The net interest margin increased quarter-on-quarter, marking the first rise after 11 consecutive quarters of decline, while asset quality remained stable. Key operational metrics for CM BANK in Q4 2025 include: 1) The net interest margin rose by 3 basis points to 1.86%, as a decrease in deposit costs (down 8 basis points QoQ) outweighed a 4 basis point drop in loan yields; 2) Effective cost control lowered the cost-to-income ratio to 41.9% (compared to 42.2% in Q4 2024); 3) Asset quality was steady, with the non-performing loan ratio relatively flat at 0.94%, maintaining an industry-leading position, although the NPL coverage ratio decreased to 392%. The dividend payout ratio for 2025 was maintained at 35.3%, and management expressed confidence in sustaining this level for 2026.
A modest improvement is forecast for 2026. CM BANK anticipates total loan and deposit growth of approximately 6-7%. Although the net interest margin is expected to continue its downward trend due to lower asset yields from loan repricing in the first half and limited room for further deposit cost reductions, the pace of decline is projected to narrow compared to 2025 (which saw an 11 basis point year-on-year drop).
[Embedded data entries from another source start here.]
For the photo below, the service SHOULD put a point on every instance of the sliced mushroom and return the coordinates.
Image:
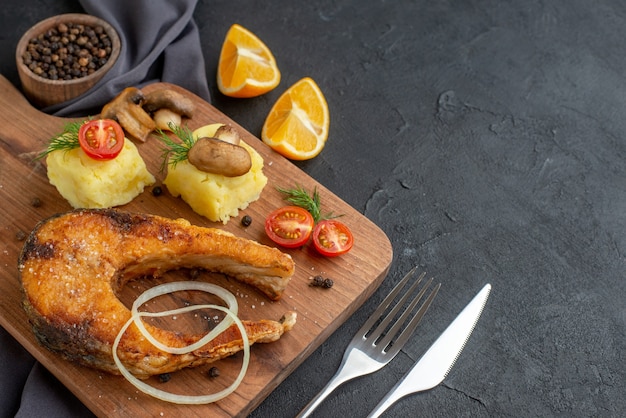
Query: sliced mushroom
(212, 155)
(165, 119)
(126, 109)
(227, 134)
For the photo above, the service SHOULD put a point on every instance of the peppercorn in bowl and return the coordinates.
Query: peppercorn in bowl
(62, 57)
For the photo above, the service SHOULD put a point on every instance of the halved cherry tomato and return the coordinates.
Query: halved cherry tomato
(101, 139)
(332, 238)
(289, 226)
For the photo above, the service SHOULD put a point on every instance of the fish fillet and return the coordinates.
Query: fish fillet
(73, 264)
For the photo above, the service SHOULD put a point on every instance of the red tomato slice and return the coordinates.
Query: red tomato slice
(101, 139)
(332, 238)
(289, 226)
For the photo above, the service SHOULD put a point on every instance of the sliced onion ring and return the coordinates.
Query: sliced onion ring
(166, 288)
(136, 318)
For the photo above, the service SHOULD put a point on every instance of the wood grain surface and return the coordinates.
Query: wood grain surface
(27, 198)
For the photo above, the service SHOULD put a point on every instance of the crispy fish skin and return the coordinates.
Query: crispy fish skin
(72, 265)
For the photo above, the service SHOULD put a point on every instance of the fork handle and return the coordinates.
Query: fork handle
(358, 365)
(399, 391)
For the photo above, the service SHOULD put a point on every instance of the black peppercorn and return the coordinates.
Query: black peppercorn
(79, 50)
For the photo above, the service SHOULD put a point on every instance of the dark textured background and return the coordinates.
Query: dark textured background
(486, 138)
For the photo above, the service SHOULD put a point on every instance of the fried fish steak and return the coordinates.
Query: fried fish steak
(72, 265)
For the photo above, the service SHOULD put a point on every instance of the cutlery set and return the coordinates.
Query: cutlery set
(378, 341)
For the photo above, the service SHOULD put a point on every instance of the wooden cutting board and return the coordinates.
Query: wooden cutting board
(27, 197)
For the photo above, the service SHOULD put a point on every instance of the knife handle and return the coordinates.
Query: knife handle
(399, 391)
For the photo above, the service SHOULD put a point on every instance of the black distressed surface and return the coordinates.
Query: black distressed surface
(486, 138)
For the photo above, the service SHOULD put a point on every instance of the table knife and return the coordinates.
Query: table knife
(435, 364)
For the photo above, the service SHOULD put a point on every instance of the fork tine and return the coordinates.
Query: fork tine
(414, 322)
(377, 314)
(363, 354)
(396, 309)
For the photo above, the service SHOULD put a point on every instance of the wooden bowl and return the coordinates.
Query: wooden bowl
(44, 92)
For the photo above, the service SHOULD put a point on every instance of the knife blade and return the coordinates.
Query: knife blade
(436, 363)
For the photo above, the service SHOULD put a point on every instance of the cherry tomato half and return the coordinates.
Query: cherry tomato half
(101, 139)
(332, 238)
(289, 226)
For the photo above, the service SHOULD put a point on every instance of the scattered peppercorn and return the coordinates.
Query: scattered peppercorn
(194, 274)
(68, 51)
(320, 281)
(157, 191)
(246, 220)
(214, 372)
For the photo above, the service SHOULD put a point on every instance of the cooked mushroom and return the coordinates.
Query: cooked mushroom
(166, 119)
(169, 99)
(227, 134)
(167, 107)
(213, 155)
(126, 109)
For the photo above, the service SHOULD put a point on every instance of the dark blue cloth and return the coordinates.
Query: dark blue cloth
(160, 42)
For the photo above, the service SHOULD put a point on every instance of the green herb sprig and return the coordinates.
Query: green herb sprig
(174, 151)
(64, 141)
(298, 196)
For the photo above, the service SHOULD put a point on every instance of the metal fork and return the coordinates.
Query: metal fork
(370, 350)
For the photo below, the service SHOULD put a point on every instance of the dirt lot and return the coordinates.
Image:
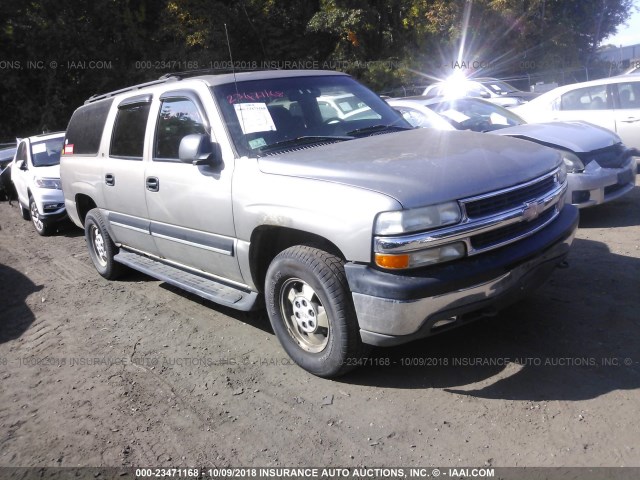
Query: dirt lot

The company expects fee and commission income to grow year-on-year, driven by robust wealth management operations and controlled declines in credit card fees. With continued improvement in corporate loan quality and easing pressure on retail loan quality, overall asset quality is forecast to remain stable in 2026.
Risks include greater-than-expected net interest margin pressure, weaker fee and commission income, and a slower-than-anticipated recovery in asset quality.